Further advocating for objective inquiry was Donna Haraway and Karen Barad, who read the unofficial solidarity statement they co-initiated with professor emerita and activist Angela Davis and other faculty and staff administrators from across campus.  

“We uphold the principles and practices of scientific research, of fact- and reason-based objective inquiry,” Haraway and Barad said.“Science is not a special interest; it is not optional. The sciences are foundational ingredients in how we as a society analyze, understand, and solve the most difficult challenges that we face.”


Other closing remarks included Katy Torres, a fourth-year Latin American and Latino studies major and a mentor for Undocumented Student Services (USS) at the UCSC Educational Opportunity Programs Office (EOP) read the EOP statement on supporting undocumented students.

“Opportunity and equity programs like EOP are born out of the struggle for social change. We stand on the shoulders of all those that struggled in the civil rights movement,” Torres read.

Associate professor Fernando Leiva and doctoral student Cesar Estrella read the statement from the Latin American and Latino Studies department about the 2016 election results. Environmental studies professor Andrew Szasz discussed the importance of unexpected allies and Jennifer Gonzalez from the department of History of Art and Visual Culture read aloud Zoe Leonard’s 1992 poem “I want a president,” a political statement that powerfully resonates 25 years later.

Brittany Rezaei, a civil rights attorney from the Council on American-Islamic Relations also talked about religious freedom and the importance of knowing one’s constitutional rights.

“You are the future generation,” Rezaei said. “It’s up to us to make each other feel welcome.”

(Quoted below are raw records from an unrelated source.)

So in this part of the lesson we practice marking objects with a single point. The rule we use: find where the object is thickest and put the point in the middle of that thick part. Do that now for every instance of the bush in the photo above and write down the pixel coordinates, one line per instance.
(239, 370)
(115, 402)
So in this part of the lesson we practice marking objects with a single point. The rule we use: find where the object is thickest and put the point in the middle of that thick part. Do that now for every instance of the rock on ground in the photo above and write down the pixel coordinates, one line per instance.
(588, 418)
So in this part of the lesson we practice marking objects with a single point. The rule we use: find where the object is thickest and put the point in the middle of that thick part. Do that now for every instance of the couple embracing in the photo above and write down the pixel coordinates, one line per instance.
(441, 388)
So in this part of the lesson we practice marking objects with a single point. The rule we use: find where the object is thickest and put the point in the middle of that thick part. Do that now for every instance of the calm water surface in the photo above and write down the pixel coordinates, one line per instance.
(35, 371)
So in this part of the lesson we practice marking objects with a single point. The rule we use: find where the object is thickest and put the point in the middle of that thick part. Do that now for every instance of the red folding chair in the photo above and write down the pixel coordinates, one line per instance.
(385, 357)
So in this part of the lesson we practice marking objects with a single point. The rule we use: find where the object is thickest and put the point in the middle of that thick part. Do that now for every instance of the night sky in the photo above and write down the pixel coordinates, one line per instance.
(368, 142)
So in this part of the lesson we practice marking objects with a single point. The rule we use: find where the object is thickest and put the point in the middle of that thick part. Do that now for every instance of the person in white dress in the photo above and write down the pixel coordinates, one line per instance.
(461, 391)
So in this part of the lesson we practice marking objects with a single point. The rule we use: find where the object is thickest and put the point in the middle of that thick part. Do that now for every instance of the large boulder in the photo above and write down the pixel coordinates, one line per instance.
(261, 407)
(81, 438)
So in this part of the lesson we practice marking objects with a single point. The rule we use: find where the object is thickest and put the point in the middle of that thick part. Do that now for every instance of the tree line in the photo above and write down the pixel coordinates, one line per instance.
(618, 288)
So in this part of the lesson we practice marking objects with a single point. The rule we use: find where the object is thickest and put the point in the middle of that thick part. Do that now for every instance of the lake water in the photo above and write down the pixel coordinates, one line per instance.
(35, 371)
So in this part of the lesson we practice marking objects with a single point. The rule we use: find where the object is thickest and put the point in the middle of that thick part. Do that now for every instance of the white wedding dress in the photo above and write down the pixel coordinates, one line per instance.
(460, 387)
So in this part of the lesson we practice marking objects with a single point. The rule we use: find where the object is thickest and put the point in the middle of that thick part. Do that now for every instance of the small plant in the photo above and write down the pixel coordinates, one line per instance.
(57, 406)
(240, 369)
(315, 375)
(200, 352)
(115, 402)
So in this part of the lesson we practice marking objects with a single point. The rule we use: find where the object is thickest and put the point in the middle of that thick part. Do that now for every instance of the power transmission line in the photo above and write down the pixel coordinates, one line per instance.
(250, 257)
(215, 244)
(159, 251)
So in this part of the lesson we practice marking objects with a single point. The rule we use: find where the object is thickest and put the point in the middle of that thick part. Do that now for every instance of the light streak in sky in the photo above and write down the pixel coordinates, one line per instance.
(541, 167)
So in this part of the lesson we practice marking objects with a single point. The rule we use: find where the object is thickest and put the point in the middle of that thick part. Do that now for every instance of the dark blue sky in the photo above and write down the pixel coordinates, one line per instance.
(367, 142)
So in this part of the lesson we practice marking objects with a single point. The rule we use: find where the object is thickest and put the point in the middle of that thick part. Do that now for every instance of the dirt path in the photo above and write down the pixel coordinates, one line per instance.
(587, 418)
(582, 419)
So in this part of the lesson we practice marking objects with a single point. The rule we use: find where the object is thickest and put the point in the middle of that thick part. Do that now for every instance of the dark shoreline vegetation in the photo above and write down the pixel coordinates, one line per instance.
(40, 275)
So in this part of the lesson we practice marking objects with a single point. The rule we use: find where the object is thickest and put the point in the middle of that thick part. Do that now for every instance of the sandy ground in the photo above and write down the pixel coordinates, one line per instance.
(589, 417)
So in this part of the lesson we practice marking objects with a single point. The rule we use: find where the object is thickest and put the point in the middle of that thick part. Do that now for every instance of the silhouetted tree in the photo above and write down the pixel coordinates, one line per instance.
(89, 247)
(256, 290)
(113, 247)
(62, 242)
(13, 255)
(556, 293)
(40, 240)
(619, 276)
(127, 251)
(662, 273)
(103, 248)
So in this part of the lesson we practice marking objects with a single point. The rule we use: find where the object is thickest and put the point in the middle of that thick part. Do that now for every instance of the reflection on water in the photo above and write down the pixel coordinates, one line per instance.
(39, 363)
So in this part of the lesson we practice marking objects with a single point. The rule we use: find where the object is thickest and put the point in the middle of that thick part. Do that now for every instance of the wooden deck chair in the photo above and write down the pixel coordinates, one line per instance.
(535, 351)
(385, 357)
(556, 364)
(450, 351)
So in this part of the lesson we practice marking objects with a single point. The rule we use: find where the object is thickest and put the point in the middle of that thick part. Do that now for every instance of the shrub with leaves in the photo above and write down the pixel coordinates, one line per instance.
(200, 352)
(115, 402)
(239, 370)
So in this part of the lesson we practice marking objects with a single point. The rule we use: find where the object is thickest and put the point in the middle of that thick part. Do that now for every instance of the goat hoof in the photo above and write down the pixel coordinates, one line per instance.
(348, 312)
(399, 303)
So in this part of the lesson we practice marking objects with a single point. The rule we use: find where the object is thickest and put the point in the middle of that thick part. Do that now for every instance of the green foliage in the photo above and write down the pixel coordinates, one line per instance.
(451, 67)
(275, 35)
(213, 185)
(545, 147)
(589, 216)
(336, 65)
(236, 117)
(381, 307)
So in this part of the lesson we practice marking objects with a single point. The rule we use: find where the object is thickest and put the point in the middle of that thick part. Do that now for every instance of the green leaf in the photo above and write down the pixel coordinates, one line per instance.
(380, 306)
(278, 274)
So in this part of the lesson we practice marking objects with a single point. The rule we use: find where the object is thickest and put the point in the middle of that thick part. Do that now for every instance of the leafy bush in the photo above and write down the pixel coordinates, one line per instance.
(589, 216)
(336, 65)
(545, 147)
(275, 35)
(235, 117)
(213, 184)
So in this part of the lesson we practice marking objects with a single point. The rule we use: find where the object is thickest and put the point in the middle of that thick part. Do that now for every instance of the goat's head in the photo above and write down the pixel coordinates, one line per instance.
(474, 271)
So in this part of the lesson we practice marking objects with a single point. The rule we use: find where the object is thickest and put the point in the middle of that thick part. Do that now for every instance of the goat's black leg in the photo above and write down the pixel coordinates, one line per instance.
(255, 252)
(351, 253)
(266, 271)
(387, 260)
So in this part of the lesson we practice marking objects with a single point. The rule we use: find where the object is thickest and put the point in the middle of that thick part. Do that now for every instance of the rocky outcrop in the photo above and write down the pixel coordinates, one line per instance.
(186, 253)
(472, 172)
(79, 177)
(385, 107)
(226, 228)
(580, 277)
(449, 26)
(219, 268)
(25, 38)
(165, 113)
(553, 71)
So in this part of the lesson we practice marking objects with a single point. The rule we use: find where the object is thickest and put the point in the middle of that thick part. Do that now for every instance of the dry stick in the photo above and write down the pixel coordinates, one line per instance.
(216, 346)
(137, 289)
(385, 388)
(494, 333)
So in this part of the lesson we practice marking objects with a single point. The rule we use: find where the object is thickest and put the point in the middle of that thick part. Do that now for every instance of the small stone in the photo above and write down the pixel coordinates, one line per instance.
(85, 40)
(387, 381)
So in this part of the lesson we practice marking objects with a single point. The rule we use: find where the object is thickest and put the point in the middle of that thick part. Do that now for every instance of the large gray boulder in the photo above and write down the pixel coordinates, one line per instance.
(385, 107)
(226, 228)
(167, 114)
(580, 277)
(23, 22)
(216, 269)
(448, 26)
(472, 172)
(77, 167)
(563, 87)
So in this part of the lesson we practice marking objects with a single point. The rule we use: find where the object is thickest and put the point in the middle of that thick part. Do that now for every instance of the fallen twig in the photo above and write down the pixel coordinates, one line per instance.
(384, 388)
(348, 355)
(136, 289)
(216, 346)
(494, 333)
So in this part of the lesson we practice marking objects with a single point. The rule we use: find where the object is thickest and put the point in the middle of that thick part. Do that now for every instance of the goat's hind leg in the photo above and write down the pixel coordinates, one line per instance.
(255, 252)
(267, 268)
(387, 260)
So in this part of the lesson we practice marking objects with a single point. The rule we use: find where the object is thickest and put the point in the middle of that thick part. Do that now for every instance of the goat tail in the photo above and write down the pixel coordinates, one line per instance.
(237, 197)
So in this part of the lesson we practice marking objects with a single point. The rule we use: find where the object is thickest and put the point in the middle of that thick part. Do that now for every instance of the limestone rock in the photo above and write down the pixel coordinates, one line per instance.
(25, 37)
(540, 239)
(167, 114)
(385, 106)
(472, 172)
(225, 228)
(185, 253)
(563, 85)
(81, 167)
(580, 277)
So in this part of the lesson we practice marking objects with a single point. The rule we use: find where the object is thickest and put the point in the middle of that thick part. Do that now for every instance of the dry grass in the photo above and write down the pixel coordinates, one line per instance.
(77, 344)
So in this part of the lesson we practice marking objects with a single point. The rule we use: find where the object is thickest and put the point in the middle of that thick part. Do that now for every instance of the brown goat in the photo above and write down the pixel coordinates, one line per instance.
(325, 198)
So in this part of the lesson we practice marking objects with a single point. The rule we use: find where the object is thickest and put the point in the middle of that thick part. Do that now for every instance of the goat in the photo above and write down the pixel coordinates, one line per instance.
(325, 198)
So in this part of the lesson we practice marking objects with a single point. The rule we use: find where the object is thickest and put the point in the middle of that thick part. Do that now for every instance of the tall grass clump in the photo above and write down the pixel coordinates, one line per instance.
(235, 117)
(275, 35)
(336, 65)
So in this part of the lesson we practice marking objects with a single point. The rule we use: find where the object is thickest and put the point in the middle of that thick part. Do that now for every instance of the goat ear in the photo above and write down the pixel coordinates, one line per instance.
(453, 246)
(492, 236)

The UC Santa Cruz event was a response to a call for action issued by UCLA Professor Ananya Roy. Numerous faculty have contributed to Teach! Organize! Resist!, including Lisa Rofel and Chelsea Blackmore in Anthropology, Sylvanna Falcón in Latin American and Latino studies, Hillary Angelo in Sociology, instructor Chris Gray of Crown College, and UCSC graduate students Jess Whatcott of Politics and Kati Barahona–Lopez of Sociology.